Addressing non-stationary fishery dynamics and demographic complexity in integrated stock assessment models

Abstract

Integrated stock assessment models are complex non-linear statistical models that fit a variety of fishery-dependent and independent data sources to estimate the status and trends of fish populations, providing recommendations for sustainable harvest levels. Given their complexity, simplifying assumptions are necessary in stock assessment models to balance model parsimony versus complexity, while also considering data limitations. In this dissertation, I investigated considerations for addressing non-stationary fishery dynamics and evaluated the consequences of oversimplified assumptions of fishery dynamics and sex-specific demography in stock assessment models. Using Alaska sablefish (Anoplopoma fimbria) as a case-study, I developed a generalized framework to standardize fishery-dependent abundance indices, while incorporating various data sources and catch records from multiple gear types to address rapid shifts in fishery fleet structure (Chapter 2).

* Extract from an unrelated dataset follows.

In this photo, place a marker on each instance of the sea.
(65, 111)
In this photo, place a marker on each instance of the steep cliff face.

Building on this foundation, I then explored the implications of accounting for, or ignoring, complex temporal changes in fishery fleet structure in stock assessment models by comparing multi-fleet and single-fleet models (Chapter 3). Here, I found that the treatment of fleet structure generally had minimal impacts on quantities of management interest, but selectivity assumptions had large impacts on recommended harvest levels. I then employed a generalized simulation-estimation framework to evaluate the performance of different stock assessment approaches for addressing changes in fleet structure (Chapter 4), which suggested that single-fleet models with time-varying selectivity are adequate for accounting for changes in fleet structure. To understand the consequences of oversimplified assumptions of sex-specific demography in stock assessment models, I developed a simulation­ estimation framework (Chapter 5), which revealed that such simplifications led to suboptimal management advice. Collectively, this dissertation underscores the various approaches available for addressing non-stationary fishery dynamics, the importance of biologically motivated models that adequately reflect a population's demographic characteristics, and the necessity of expert judgment in stock assessment models given the constraints of data limitations.